Il paraît que Giorgio Chiellini n’est pas beau. Physiquement, on aura effectivement vu plus avantageux que son nez proéminent, son grand corps désarticulé, et son dos légèrement bossu. Footballistiquement, l’élégance toute relative de ses relances et foulées balle au pied gravitent aussi à plusieurs encablures des passes longues téléguidées de Virgil van Dijk et Sergio Ramos. Alors que l’ami Giorgio prendra sa retraite internationale à 37 ans, après le match amical Italie-Argentine de ce mercredi 1er juin, il va donc falloir dire adieu à un défenseur immense, mais prétendument disgracieux. À moins que ce ne soit précisément le contraire. Et si les canons classiques de la beauté plastique n’étaient rien, en définitive, face à ce que Giorgio Chiellini aura apporté au ballon ?
Dark Angel
L’Italie et Turin, bien sûr, ne pouvaient qu’adorer cet homme-là. Au pays des grands défenseurs, on adore additionner le yin au yang, le talent au travail, l’art de l’anticipation à celui du duel, dans des doublettes qui se complètent, comme des opposés qui s’attirent : au créatif et fantasque Bonucci, la Botte aura ainsi trouvé en Chiellini un jumeau négatif, destructeur, et mentalement insubmersible. Le natif de Pise embrasse la tradition du fameux « marcatore », ces anges noirs du Calcio, totalement dédiés à la démolition du jeu adverse. Les icônes du genre ? « La Roccia » Tarcisio Burgnich, défenseur légendaire de l’Inter et de la Nazionale, l’ex-stoppeur juventino Claudio Gentile – souvent cité comme l’un des joueurs les plus brutaux de l’histoire du jeu – ou encore plus récemment Fabio Cannavaro. Autant de gardiens du temple intraitables dans le duel et l’anticipation, mais aussi capables de tordre la règle, le fair-play et les bonnes manières, pour arriver à leurs fins.

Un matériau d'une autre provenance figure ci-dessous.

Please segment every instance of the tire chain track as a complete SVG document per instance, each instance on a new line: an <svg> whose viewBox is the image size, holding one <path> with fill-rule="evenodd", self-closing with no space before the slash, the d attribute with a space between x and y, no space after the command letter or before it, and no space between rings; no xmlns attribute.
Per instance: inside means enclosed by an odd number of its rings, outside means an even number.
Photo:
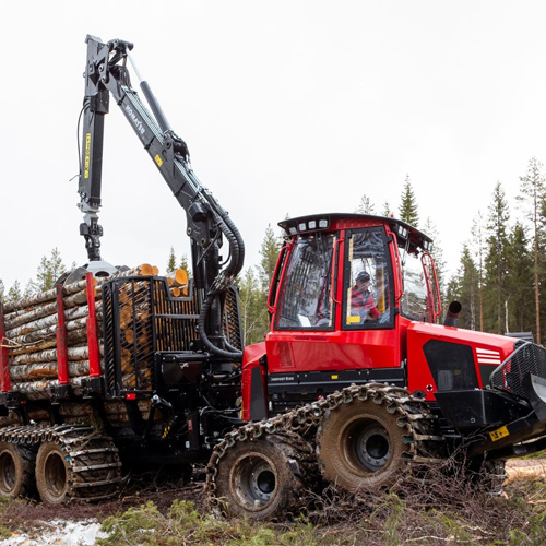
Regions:
<svg viewBox="0 0 546 546"><path fill-rule="evenodd" d="M103 500L121 483L121 462L112 439L85 425L20 425L0 429L0 441L37 449L55 442L69 463L67 500ZM111 475L114 474L114 476Z"/></svg>
<svg viewBox="0 0 546 546"><path fill-rule="evenodd" d="M211 506L213 508L221 506L221 501L216 497L215 478L222 458L226 450L248 438L260 438L262 435L282 435L287 442L294 444L296 451L301 453L301 462L305 461L306 471L301 477L307 479L313 475L317 476L319 464L314 453L312 453L316 449L310 451L309 443L316 448L317 430L330 411L356 400L372 400L377 404L385 404L385 410L389 413L400 416L397 425L406 432L404 441L408 446L408 450L404 453L404 459L408 464L416 464L416 468L419 470L426 468L427 465L444 463L446 459L442 456L444 438L435 434L437 417L430 412L425 400L413 396L407 389L384 383L353 384L305 406L266 420L250 422L227 432L214 448L206 465L205 491ZM309 484L308 479L307 484Z"/></svg>

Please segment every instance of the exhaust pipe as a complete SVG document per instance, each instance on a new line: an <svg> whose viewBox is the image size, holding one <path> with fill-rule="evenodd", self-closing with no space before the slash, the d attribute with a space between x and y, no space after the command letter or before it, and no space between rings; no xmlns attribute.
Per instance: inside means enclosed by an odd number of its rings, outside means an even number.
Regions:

La spécificité de Chiellini aura été de toujours ponctuer ses tirages de maillot, ses fautes tactiques et ses coups furtifs d’un immense sourire, toujours complice, souvent contagieux. Comme si tout cela n’était que l’ordre naturel des choses, l’essence même d’une comédie humaine qui ne serait plus que stérile et uniforme sans les aspérités, les vices et les contradictions que les joueurs de sa trempe offraient si brillamment au théâtre du jeu.
Le charme de l’étrange
Ce sourire solaire, spontané, est à part, parce que Giorgio Chiellini lui-même l’est : tenant d’une licence en économie, capable d’être parfaitement hilare dans les moments graves – comme avant les tirs au but face à l’Espagne lors de la demi-finale du dernier Euro – fidèle à une Juventus qu’il avait choisi de suivre en Serie B en 2006, le défenseur piémontais transpire une authenticité presque anachronique. Sur le pré, sa silhouette et sa gestuelle impriment inhabituellement la rétine. Chiellini, c’est la beauté qui émerge de la laideur. La grâce inexplicable d’un corps vilain et raide. D’un visage ingrat. D’une paire de bras tentaculaires et asymétriquement réglés. D’un tacle en bout de course, d’un duel gagné et d’une faute d’antijeu. Pendant ses 21 années de carrière, personne n’aura mieux convoqué que lui la splendeur de l’étrange. La pureté du bizarre. La joliesse de la différence. Dans un football de plus en plus standardisé et stéréotypé, c’est peut-être ce qu’il y a aujourd’hui de plus rare et de plus mémorable. En un mot, de plus beau.